Many folks involved in Community Place Garden’s start-up

Downtown public garden to help feed 100 Mile House’s hungry

The Community Place Garden is one of those ideas that could have been born, lived and died in the space of time a few people took to have coffee together, but instead became reality.

The creator of the idea is Ingrid Meyer who is an active member of the local Food Security Committee (FSC) – a broad-based and multi-sector committee.

Meyer approached Dave and Gord Dickie with the idea that their recently cleared and levelled building lots on First Street and Birch Avenue could be a community garden space.

The Dickie brothers agreed to the idea and Meyer took it to a FSC meeting to propose they take advantage of the garden space.

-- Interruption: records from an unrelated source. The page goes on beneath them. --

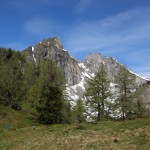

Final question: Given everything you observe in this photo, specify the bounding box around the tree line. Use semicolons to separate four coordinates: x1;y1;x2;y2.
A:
0;48;149;124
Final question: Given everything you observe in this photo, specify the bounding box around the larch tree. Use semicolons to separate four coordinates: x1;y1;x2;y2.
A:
86;64;110;121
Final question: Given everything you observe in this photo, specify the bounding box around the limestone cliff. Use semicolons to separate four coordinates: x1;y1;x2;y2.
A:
23;38;147;100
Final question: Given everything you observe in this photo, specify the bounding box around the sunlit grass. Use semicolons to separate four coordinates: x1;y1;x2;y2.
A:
0;119;150;150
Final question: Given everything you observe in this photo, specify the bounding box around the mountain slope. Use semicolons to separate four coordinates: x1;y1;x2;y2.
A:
23;38;147;102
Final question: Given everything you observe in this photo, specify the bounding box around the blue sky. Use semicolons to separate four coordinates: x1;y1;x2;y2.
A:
0;0;150;77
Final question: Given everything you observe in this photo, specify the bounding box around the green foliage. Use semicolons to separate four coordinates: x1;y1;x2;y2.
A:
27;59;65;124
0;49;25;109
129;85;150;119
72;99;86;123
116;67;135;120
86;64;111;121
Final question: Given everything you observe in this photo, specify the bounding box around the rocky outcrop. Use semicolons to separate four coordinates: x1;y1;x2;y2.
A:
84;53;147;87
23;38;81;86
23;38;147;100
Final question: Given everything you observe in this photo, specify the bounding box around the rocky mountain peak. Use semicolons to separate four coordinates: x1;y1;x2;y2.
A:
23;37;147;99
23;38;81;86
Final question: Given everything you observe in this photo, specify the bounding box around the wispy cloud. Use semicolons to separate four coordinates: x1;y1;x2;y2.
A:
23;17;60;36
1;41;27;50
76;0;93;13
66;8;150;76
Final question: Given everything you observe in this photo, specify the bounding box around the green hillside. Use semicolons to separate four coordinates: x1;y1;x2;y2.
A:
0;106;150;150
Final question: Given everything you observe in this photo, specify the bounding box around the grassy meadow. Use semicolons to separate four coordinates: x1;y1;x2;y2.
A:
0;107;150;150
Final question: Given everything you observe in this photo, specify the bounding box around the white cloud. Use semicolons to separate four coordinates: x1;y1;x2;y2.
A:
67;9;150;53
24;18;58;36
1;41;27;50
76;0;93;13
66;8;150;75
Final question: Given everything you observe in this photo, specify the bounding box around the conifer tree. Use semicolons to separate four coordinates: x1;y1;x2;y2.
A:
73;99;86;123
86;64;110;121
28;59;65;124
116;67;134;121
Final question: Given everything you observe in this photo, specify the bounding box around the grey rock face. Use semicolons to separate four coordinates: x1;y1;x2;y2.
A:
84;53;147;87
23;38;147;100
23;38;81;86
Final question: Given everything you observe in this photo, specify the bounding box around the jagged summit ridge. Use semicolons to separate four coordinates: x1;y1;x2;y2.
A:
23;38;81;86
23;37;147;100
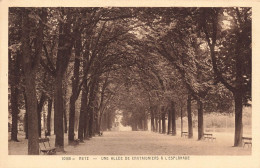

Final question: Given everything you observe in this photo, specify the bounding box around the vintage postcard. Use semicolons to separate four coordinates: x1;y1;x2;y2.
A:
0;0;260;168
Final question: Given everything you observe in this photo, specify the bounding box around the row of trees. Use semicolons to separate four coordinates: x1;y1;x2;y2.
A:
9;8;251;154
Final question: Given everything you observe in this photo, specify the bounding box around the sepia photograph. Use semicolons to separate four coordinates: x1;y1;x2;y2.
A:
0;0;260;167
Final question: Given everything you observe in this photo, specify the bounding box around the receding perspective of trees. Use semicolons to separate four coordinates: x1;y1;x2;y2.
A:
8;7;252;155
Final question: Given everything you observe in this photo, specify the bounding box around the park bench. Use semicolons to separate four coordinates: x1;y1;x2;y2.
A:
204;133;216;141
242;137;252;147
98;131;103;136
181;132;188;137
39;137;56;155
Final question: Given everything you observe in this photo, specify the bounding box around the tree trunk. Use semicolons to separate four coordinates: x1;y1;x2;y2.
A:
171;101;177;136
88;78;98;138
158;115;162;133
233;93;243;146
25;73;39;155
187;94;193;138
37;93;46;137
167;109;172;134
181;106;183;136
155;116;159;132
46;98;52;136
151;109;155;132
78;82;88;142
54;75;64;151
9;51;21;142
84;111;89;140
197;100;204;140
21;8;47;155
63;105;68;134
11;86;19;142
23;91;28;139
68;24;81;144
68;96;76;144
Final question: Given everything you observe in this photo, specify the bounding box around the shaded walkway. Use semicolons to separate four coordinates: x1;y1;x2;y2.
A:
62;131;251;155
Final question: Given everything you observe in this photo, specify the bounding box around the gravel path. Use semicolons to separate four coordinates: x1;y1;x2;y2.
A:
61;131;251;155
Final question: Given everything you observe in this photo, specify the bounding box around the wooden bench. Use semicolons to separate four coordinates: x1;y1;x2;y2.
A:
39;138;56;155
203;133;216;141
181;132;188;137
98;131;103;136
242;137;252;147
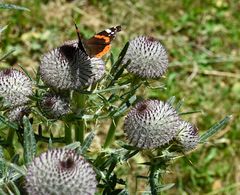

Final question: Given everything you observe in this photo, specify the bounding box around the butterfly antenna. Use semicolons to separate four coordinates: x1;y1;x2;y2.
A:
74;22;82;45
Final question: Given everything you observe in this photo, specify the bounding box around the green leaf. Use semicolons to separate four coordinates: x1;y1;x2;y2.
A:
79;131;95;154
64;142;81;150
0;49;15;61
0;25;8;34
0;158;26;178
23;116;36;164
199;115;232;143
157;183;175;192
0;116;18;130
9;181;21;195
0;3;30;11
0;146;5;178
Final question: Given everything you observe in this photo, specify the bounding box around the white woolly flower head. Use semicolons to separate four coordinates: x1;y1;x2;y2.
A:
124;100;180;149
25;149;97;195
123;36;168;78
40;40;105;90
0;69;33;107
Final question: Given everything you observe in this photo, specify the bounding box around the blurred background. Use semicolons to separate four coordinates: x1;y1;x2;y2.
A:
0;0;240;194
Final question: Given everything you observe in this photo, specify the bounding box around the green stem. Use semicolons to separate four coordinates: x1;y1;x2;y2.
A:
74;92;86;143
149;165;158;195
6;128;15;156
75;120;85;144
103;116;120;148
64;124;72;144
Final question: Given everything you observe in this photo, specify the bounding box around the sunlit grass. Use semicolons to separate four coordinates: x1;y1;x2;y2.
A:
0;0;240;194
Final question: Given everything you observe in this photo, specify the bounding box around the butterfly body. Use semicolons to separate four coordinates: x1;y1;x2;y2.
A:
75;24;121;58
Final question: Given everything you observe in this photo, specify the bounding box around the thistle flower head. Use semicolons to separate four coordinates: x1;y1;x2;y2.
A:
8;106;30;123
40;40;105;89
123;36;168;78
40;93;70;119
26;149;97;195
0;69;33;107
124;100;180;149
176;121;199;151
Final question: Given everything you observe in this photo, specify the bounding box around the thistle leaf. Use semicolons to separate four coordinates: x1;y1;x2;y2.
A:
199;115;232;143
23;116;36;164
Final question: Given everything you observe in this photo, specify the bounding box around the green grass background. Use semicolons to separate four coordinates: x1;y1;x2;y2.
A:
0;0;240;194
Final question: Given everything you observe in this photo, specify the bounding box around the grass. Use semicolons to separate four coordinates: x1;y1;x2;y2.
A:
0;0;240;194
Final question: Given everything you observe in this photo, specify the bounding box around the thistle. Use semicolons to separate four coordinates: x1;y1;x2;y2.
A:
176;121;199;151
8;106;30;123
40;40;105;90
124;100;180;149
40;93;70;119
25;149;97;195
123;36;168;78
0;69;33;107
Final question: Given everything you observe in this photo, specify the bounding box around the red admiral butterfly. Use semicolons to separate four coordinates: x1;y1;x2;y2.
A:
75;24;121;58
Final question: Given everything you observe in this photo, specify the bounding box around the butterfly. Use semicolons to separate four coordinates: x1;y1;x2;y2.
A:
74;23;121;58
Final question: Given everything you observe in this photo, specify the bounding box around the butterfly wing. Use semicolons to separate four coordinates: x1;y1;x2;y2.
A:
83;26;121;58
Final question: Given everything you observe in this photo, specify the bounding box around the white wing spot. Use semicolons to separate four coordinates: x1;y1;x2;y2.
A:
105;29;112;34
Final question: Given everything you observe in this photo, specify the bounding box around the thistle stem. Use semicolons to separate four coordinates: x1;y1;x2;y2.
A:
74;92;86;143
75;120;85;143
6;128;15;156
149;165;158;195
103;116;120;148
64;124;72;144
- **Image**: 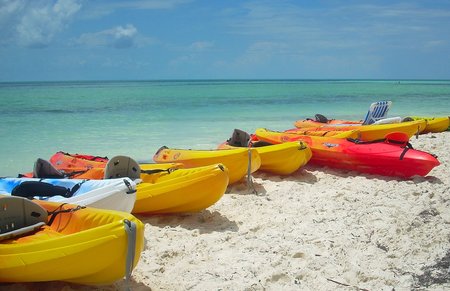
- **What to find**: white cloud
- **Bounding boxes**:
[189,41,214,52]
[84,0,193,18]
[75,24,142,49]
[0,0,81,47]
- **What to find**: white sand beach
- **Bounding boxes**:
[4,132,450,291]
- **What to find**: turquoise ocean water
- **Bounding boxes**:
[0,80,450,176]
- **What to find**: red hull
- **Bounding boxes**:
[257,131,440,178]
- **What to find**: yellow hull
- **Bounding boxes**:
[132,164,228,214]
[153,148,261,184]
[220,141,312,175]
[411,116,450,133]
[289,120,427,141]
[0,201,144,285]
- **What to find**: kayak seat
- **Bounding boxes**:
[104,156,141,180]
[33,158,65,179]
[227,129,251,147]
[0,196,48,241]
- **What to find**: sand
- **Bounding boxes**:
[4,132,450,291]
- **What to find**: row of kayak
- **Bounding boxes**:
[0,114,448,285]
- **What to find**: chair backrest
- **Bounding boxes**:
[363,101,392,125]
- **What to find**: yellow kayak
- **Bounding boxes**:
[132,163,228,214]
[219,141,312,175]
[286,119,427,141]
[409,116,450,133]
[0,195,144,285]
[153,147,261,184]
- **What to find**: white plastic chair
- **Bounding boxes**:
[362,101,392,125]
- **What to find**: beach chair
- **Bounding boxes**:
[362,101,392,125]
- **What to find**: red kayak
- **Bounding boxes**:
[255,129,440,178]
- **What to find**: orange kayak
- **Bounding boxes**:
[255,129,440,178]
[286,120,427,141]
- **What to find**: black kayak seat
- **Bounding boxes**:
[0,195,48,241]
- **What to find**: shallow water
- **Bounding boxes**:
[0,80,450,176]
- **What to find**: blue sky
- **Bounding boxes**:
[0,0,450,81]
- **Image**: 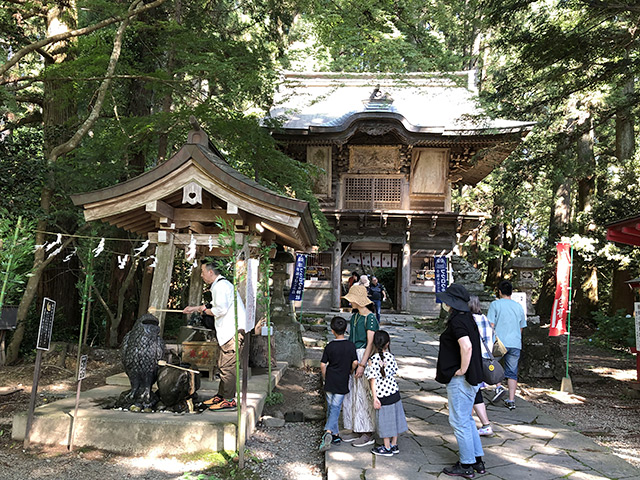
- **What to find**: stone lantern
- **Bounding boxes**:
[271,247,304,367]
[507,244,544,325]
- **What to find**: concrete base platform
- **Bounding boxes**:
[12,362,287,455]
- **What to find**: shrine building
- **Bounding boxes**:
[270,71,533,315]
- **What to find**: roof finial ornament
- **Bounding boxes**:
[189,115,202,130]
[369,84,382,101]
[362,84,393,110]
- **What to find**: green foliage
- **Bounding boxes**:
[264,392,284,407]
[591,310,636,347]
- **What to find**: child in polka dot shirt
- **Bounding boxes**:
[364,330,408,457]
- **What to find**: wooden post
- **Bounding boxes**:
[331,239,342,312]
[149,230,176,335]
[400,232,411,312]
[22,349,42,450]
[138,260,153,317]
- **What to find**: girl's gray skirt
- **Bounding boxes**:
[376,400,409,438]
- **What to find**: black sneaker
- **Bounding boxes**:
[471,460,487,473]
[371,445,393,457]
[442,462,476,478]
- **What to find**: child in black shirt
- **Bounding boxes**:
[319,317,358,452]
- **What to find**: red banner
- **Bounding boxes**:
[549,243,571,337]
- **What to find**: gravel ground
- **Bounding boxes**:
[247,422,324,480]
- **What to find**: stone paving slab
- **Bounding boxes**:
[325,315,640,480]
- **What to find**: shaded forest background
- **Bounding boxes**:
[0,0,640,362]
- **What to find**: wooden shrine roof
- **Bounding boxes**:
[71,119,317,251]
[269,71,535,185]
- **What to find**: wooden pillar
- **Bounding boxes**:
[149,230,176,335]
[331,239,342,312]
[138,261,153,317]
[400,232,411,312]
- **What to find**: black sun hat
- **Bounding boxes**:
[436,283,470,312]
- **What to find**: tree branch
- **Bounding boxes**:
[582,0,640,12]
[47,0,142,163]
[0,112,42,133]
[0,0,166,77]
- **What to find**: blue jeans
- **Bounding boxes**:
[324,392,344,435]
[447,376,484,464]
[371,300,382,323]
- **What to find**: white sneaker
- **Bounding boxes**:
[342,432,361,443]
[491,385,507,403]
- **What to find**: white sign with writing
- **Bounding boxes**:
[511,292,527,317]
[78,355,89,380]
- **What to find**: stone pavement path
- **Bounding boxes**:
[325,316,640,480]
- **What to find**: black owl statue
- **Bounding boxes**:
[117,313,164,409]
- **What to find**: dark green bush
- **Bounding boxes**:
[591,310,636,347]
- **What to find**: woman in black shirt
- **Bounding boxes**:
[436,283,485,478]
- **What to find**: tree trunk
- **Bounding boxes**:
[610,65,636,314]
[158,0,182,163]
[573,116,598,324]
[484,203,504,289]
[7,0,148,363]
[7,0,77,364]
[609,269,634,315]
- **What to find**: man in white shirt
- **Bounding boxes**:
[182,263,252,410]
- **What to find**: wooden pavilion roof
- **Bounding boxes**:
[71,117,317,251]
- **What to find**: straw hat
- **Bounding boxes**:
[342,284,371,307]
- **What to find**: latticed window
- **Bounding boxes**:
[344,177,402,210]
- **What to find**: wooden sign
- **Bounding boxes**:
[36,297,56,351]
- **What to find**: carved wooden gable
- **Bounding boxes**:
[349,145,402,174]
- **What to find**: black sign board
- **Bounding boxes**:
[78,355,89,381]
[36,297,56,351]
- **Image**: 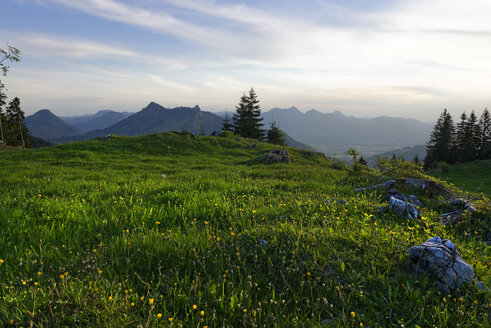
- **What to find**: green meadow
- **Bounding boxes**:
[431,159,491,198]
[0,133,491,328]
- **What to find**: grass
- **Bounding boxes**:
[430,159,491,198]
[0,133,491,327]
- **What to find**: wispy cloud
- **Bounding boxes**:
[3,0,491,118]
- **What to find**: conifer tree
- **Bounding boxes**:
[424,109,456,169]
[232,88,264,140]
[0,91,7,144]
[358,156,368,166]
[477,108,491,159]
[455,112,467,161]
[222,112,234,132]
[6,97,30,149]
[266,122,286,146]
[0,44,20,144]
[466,111,481,161]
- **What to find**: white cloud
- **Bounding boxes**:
[5,0,491,118]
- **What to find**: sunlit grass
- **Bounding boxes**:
[0,133,490,327]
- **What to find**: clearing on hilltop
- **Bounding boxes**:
[0,132,491,327]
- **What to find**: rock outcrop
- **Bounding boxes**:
[409,237,474,290]
[387,189,421,220]
[261,149,292,163]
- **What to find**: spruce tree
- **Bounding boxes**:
[266,122,286,146]
[468,111,481,161]
[0,44,20,144]
[477,108,491,159]
[232,88,264,140]
[6,97,30,149]
[222,112,234,132]
[232,94,249,137]
[0,91,7,144]
[424,109,456,169]
[455,112,467,161]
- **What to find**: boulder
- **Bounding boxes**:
[354,180,396,191]
[389,196,421,220]
[441,211,464,225]
[262,149,292,163]
[407,195,424,208]
[396,179,452,199]
[409,237,474,290]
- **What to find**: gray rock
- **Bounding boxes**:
[476,281,491,292]
[382,180,396,189]
[441,211,463,225]
[407,195,424,207]
[262,149,292,163]
[354,180,396,191]
[450,198,466,206]
[388,196,420,220]
[408,237,474,290]
[387,189,407,202]
[257,239,268,248]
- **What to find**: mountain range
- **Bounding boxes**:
[60,110,134,132]
[263,107,432,156]
[26,102,432,157]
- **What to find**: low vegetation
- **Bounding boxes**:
[430,159,491,198]
[0,133,491,327]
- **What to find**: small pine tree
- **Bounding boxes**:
[424,109,455,169]
[0,92,7,144]
[477,108,491,159]
[266,122,286,146]
[358,156,368,166]
[455,112,467,161]
[6,97,30,149]
[232,88,264,140]
[222,112,234,132]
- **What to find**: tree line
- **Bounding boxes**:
[222,88,286,146]
[424,108,491,169]
[0,45,30,149]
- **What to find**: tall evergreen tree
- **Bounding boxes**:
[222,112,234,132]
[0,44,20,144]
[0,91,7,144]
[266,122,286,146]
[455,112,467,161]
[477,108,491,159]
[232,88,264,140]
[424,109,455,169]
[6,97,30,149]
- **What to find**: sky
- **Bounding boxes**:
[0,0,491,121]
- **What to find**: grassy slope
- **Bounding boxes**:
[0,133,490,327]
[431,159,491,198]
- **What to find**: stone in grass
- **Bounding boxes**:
[409,237,474,291]
[388,196,420,220]
[407,195,424,207]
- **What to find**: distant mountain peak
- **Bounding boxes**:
[143,101,165,110]
[32,109,56,116]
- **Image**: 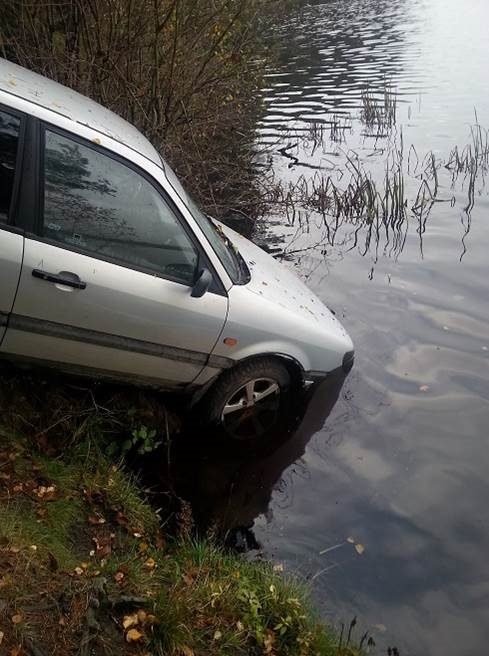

Rita Giesbrecht brought it under the Agri-Culture Enterprise Centre (ACEC) umbrella to see whether there was a master gardener in the community who could take on the job, and put the word out for participation.

Rod Endacott, of Enchant Landscapes, has spent the last couple of years in an intensive study of the art and science of permaculture, and a number of enthusiastic individuals have stayed keenly interested and involved.

Endacott envisioned an initial plan, and a strategy for developing the garden using permaculture values.

The final and crucial player was the District of 100 Mile House, and planner Joanne Doddridge who worked with the Dickies and Endacott to clear details like zoning, water access, boundary surveys, and a lot of pieces that have to be in place for the project to succeed.

All of these individuals played their parts, and the FSC is proud and pleased to have been the incubator for this amazing opportunity that has come to fruition, Meyer says.

The potential in the Community Place Garden is lives could be changed as children and young families have a chance to get their hands in dirt, see food coming out of the ground, learn self-sufficiency, respect, and care for the land, and are nourished in ways that are currently not possible in their lives, says Giesbrecht.

“It is inconceivable to many that insufficient food is a daily, weekly, yearly reality for people in an area such as ours, but the numbers are growing every year, of people for whom emergency food provision has stopped being occasional and become systemic.”

The Cariboo Family Enrichment Centre took the lead in establishing the FCS, which now includes a substantial list of participants, with the ACEC as a second lead participant.

“It is our shared vision that nourishing, consistent, respectfully sourced, food be sustainably available for our most vulnerable population, and in that way create a strong, healthier, safer and more wholesome community,” Giesbrecht adds.